Yıldırım mesajında sabrın pasif bir bekleyiş değil, izzetli bir direniş olduğunu belirtti. Gazzeli mazlumların terk edilmişliğe rağmen gösterdiği sabrı örnek gösteren Yıldırım, “Sabır, ekmeği bölüşemeyen dünyanın ortasında bir dilim ekmeği kardeşine uzatmak demektir” ifadelerini kullandı.
"NAMAZ: SECDEDE YOĞRULAN DİRENİŞ"
Direnişin bir diğer boyutunun ise namaz olduğunu belirten Yıldırım, Gazze’de bombalar altında bile cemaatle kılınan namazlara dikkat çekti. “Siper yerine secdeyi, sığınak yerine saf tutmayı seçenlerin direnişi bizlere çok şey öğretiyor” diyen Yıldırım, bu ibadetin bir kulluk göstergesi olmanın ötesinde bir direniş biçimi olduğunu ifade etti.
"YARDIMIN ASIL KAYNAĞI ALLAH’TIR"
Sumud Filosu’nun taşıdığı yardımın elbette kıymetli olduğunu belirten Yıldırım, asıl yardımın Allah’tan geleceğini hatırlattı. “Yardım, pasaportla gecikebilir, ambargo ile engellenebilir; ama Allah’tan gelen yardım için ne onay gerekir ne de izin” diyen Yıldırım, bu yolculuğun aynı zamanda Gazze’deki mazlumların dualarına bir karşılık olduğunu söyledi.
“BU YOLCULUK BİR AYETİN ETE KEMİĞE BÜRÜNMESİDİR”
Yıldırım’ın sözleri, bu yolculuğun sadece fiziksel değil, ruhani bir yönü de olduğunu ortaya koydu. "Bu filo sadece bir insani yardım konvoyu değildir.
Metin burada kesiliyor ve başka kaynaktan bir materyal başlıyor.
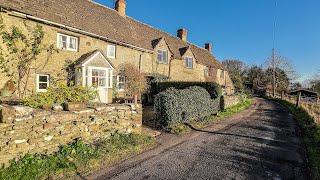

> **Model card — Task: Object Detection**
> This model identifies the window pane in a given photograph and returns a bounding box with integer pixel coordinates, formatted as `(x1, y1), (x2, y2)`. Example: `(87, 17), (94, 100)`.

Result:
(118, 82), (125, 89)
(39, 83), (48, 89)
(69, 37), (77, 50)
(92, 69), (99, 76)
(59, 35), (67, 49)
(162, 51), (168, 63)
(99, 70), (106, 77)
(108, 45), (116, 57)
(158, 53), (162, 62)
(92, 77), (98, 85)
(39, 76), (48, 83)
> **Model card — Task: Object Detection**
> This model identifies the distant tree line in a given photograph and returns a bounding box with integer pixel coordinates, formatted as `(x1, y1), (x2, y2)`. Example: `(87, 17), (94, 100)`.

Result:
(222, 51), (301, 93)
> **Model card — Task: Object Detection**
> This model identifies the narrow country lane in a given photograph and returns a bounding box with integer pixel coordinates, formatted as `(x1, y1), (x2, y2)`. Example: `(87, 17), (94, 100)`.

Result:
(88, 98), (309, 180)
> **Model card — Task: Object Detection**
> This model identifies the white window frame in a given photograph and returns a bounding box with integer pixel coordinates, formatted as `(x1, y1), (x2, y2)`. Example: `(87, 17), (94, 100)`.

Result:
(107, 44), (116, 59)
(157, 49), (169, 64)
(107, 68), (113, 89)
(36, 74), (50, 92)
(57, 33), (79, 51)
(204, 66), (210, 77)
(185, 56), (193, 69)
(220, 69), (225, 79)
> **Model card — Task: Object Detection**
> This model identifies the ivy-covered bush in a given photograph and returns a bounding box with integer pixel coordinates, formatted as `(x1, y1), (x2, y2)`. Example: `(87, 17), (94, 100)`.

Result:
(155, 86), (220, 128)
(22, 83), (99, 108)
(151, 81), (222, 99)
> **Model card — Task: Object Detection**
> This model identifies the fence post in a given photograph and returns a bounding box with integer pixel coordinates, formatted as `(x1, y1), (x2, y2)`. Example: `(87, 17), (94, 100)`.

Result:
(296, 91), (301, 107)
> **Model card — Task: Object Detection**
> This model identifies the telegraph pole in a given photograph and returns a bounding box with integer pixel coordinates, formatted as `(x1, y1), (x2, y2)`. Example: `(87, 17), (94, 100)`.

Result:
(271, 0), (277, 97)
(271, 48), (276, 97)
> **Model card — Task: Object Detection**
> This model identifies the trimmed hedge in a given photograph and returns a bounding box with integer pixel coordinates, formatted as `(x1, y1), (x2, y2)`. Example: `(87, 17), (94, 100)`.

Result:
(155, 86), (220, 128)
(151, 81), (222, 99)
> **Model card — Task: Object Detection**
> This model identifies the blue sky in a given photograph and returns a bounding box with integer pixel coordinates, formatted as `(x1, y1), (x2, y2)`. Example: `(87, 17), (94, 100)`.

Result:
(95, 0), (320, 80)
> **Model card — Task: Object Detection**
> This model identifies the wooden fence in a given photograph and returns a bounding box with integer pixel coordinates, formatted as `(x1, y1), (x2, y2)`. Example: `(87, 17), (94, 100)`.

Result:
(267, 92), (320, 124)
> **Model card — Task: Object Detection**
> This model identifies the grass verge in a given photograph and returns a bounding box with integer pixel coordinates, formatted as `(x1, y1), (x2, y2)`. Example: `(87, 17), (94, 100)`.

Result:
(0, 134), (155, 180)
(267, 98), (320, 179)
(166, 99), (252, 134)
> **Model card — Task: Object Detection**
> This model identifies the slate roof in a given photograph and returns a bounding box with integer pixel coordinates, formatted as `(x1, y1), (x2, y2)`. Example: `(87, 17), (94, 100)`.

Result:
(0, 0), (224, 69)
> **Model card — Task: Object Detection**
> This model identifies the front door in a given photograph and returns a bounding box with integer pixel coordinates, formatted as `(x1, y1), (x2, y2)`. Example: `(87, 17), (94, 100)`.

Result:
(88, 67), (108, 103)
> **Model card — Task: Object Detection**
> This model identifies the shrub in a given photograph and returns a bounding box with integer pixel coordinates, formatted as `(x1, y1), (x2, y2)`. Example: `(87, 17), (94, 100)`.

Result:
(155, 86), (220, 128)
(151, 81), (222, 99)
(0, 133), (155, 179)
(22, 83), (99, 108)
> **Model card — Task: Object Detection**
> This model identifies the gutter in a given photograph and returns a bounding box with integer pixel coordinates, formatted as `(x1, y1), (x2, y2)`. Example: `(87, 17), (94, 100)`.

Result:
(5, 11), (154, 53)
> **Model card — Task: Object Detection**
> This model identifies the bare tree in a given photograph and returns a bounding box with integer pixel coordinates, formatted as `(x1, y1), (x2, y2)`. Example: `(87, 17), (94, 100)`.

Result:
(222, 59), (248, 91)
(266, 52), (299, 94)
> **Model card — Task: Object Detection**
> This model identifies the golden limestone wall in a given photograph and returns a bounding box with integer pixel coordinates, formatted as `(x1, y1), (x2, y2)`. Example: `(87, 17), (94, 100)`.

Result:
(0, 12), (232, 96)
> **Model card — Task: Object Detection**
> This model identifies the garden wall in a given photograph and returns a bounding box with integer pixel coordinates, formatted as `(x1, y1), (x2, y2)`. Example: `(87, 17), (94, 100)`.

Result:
(221, 96), (241, 109)
(0, 104), (142, 166)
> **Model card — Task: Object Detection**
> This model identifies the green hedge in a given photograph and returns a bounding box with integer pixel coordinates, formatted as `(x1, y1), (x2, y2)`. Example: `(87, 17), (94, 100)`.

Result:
(155, 86), (220, 128)
(151, 81), (222, 99)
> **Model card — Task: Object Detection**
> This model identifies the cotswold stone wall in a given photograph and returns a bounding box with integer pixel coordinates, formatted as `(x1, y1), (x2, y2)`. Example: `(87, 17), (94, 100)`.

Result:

Aslında bu yolculuk, bir ayetin ete kemiğe bürünmesidir" diyerek çağın en önemli sınavlarından birine tanıklık ettiklerini ifade etti.
Sumud Filosu, Gazze’ye ulaşmasına saatler kala hem taşıdığı insani yardımlarla hem de taşıdığı mesajlarla dikkat çekiyor.